Barclays has become the latest British bank to put aside tens of millions of pounds in order to handle the fallout of the motor finance crisis.
The outfit yesterday published its annual results, which revealed that the bank has assigned a whopping £90m to dealing with potential payouts
The hefty amount is well short of the £165m that Close Brothers has budgeted and the £295m put to one side by Santander. Meanwhile, it is absolutely dwarfed by the £450m, which Lloyds is expecting to spend.
Barclays pulled out of the motor finance sector in 2019 with finance director, Anna Cross, admitting that the bank only had a ‘relatively low market share’ in the ‘low single digits’.
She added that the money assigned to handling any redress scheme was ‘subject to significant uncertainty’, as the industry awaits the result of Close Brothers’ Supreme Court appeal.
That hearing is set to take place in April, with representatives from The Treasury set to give evidence, following an intervention from chancellor Rachael Reeves.

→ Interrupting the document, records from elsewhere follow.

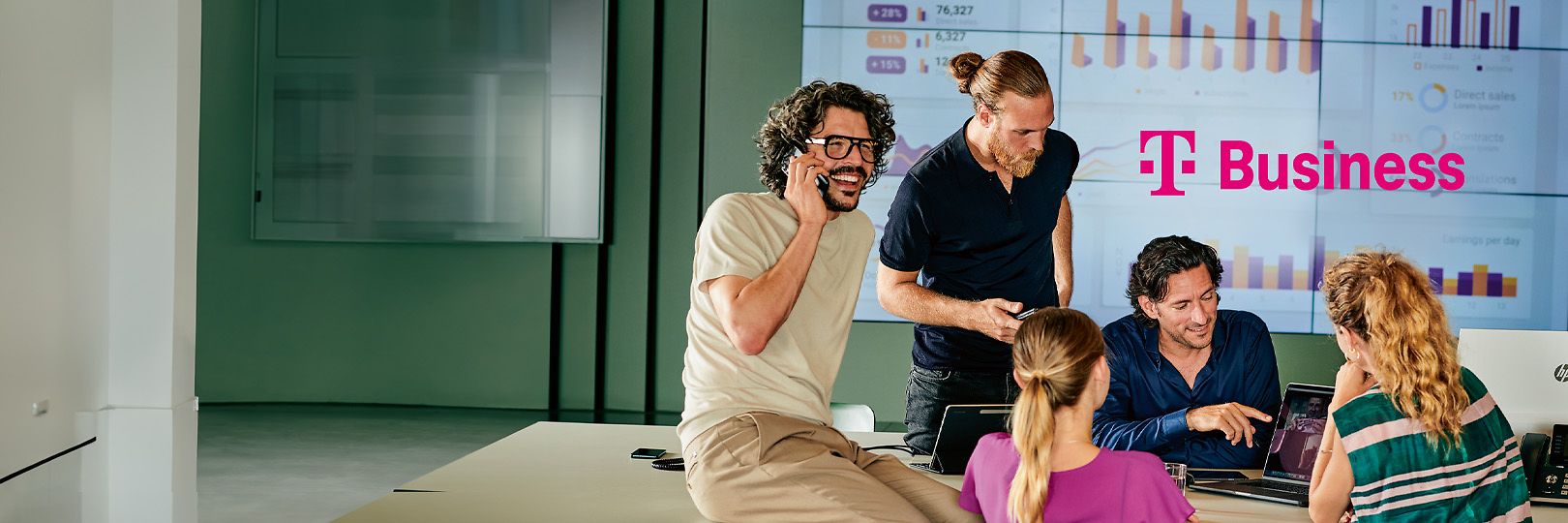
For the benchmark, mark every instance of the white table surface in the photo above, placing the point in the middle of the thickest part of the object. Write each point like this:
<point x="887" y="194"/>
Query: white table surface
<point x="571" y="472"/>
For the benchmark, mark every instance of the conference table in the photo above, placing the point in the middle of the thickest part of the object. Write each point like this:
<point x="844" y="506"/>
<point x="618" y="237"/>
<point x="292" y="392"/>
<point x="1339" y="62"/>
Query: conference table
<point x="574" y="472"/>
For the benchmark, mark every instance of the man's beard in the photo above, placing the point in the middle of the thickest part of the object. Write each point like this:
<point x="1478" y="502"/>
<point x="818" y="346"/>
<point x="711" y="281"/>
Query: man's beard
<point x="834" y="194"/>
<point x="1016" y="164"/>
<point x="1186" y="340"/>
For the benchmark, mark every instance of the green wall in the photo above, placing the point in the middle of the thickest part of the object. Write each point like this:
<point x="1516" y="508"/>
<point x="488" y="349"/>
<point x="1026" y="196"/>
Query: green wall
<point x="437" y="323"/>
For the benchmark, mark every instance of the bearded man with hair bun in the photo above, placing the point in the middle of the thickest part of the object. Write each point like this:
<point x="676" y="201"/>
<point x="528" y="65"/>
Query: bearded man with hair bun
<point x="979" y="231"/>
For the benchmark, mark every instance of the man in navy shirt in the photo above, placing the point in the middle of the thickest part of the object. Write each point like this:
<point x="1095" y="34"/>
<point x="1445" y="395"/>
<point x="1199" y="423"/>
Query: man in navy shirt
<point x="983" y="222"/>
<point x="1188" y="382"/>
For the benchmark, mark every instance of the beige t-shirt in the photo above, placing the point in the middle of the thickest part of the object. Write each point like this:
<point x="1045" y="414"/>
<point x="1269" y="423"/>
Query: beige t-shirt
<point x="743" y="234"/>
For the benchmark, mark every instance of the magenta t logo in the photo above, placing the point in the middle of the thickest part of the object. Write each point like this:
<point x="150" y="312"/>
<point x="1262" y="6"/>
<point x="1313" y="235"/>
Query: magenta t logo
<point x="1167" y="159"/>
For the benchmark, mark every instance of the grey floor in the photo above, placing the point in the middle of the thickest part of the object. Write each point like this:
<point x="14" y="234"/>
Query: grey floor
<point x="318" y="462"/>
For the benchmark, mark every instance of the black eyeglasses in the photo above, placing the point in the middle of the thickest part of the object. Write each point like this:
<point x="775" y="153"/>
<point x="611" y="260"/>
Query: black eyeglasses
<point x="839" y="146"/>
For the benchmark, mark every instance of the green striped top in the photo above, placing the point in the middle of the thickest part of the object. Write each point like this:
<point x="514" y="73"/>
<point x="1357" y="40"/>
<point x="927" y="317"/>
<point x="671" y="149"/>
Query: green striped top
<point x="1403" y="477"/>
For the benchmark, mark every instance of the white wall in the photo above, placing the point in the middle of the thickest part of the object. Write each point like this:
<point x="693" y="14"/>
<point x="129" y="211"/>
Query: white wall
<point x="53" y="200"/>
<point x="98" y="247"/>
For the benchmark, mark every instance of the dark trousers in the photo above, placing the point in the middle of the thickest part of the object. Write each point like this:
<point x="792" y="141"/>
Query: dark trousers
<point x="930" y="391"/>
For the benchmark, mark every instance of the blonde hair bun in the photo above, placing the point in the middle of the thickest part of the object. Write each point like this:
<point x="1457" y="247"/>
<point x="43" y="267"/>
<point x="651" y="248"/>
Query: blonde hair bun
<point x="963" y="68"/>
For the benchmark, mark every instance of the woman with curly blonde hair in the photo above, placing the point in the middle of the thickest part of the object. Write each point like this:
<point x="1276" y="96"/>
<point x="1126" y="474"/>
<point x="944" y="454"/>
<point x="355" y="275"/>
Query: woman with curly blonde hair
<point x="1411" y="434"/>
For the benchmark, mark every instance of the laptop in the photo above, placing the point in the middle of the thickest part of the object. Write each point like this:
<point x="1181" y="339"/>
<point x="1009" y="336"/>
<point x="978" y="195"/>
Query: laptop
<point x="961" y="429"/>
<point x="1526" y="371"/>
<point x="1292" y="449"/>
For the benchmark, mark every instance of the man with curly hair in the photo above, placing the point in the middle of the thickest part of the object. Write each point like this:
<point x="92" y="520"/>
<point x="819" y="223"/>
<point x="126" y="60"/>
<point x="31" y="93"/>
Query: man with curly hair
<point x="1189" y="382"/>
<point x="773" y="290"/>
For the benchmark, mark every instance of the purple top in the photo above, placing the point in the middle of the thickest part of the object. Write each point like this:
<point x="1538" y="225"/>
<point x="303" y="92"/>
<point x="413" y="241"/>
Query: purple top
<point x="1115" y="485"/>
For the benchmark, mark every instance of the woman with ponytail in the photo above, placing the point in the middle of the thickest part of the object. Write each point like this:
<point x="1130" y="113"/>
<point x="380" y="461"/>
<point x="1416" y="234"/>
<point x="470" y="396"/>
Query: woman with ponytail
<point x="1411" y="436"/>
<point x="1047" y="469"/>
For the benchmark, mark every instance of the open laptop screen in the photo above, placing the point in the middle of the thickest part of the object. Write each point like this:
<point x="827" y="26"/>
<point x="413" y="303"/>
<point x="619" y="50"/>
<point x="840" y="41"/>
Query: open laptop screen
<point x="1299" y="432"/>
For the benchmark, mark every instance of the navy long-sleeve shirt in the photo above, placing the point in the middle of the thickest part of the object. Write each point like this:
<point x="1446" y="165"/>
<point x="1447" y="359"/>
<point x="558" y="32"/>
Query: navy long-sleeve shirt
<point x="1148" y="399"/>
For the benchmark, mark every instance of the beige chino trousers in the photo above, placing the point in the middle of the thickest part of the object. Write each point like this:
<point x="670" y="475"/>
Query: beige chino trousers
<point x="766" y="467"/>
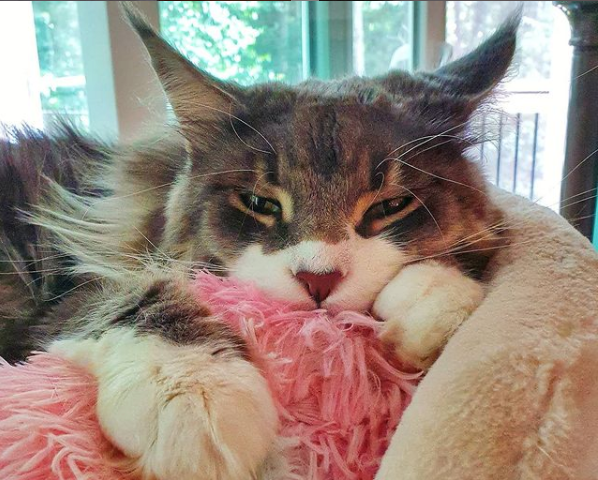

Elsewhere in Barclays’ accounts, it was revealed that the firm reported a pre-tax profit of £8.1bn for 2024, a 24% leap from the £6.6bn it generated in 2023.
Income for its investment bank soared by 28% over the final quarter of the year amid stronger activity in equity markets and increased deal-making.
Group chief executive CS Venkatakrishnan, known within the bank as Venkat, said: ‘In 2024, we met our financial targets, delivering for our customers and clients, with operational and financial performance improvement driven by disciplined execution of the three-year plan.’
Despite the performance, the bank’s share price still fell 4.7% to 293.25p when trading closed yesterday (Thurs) evening.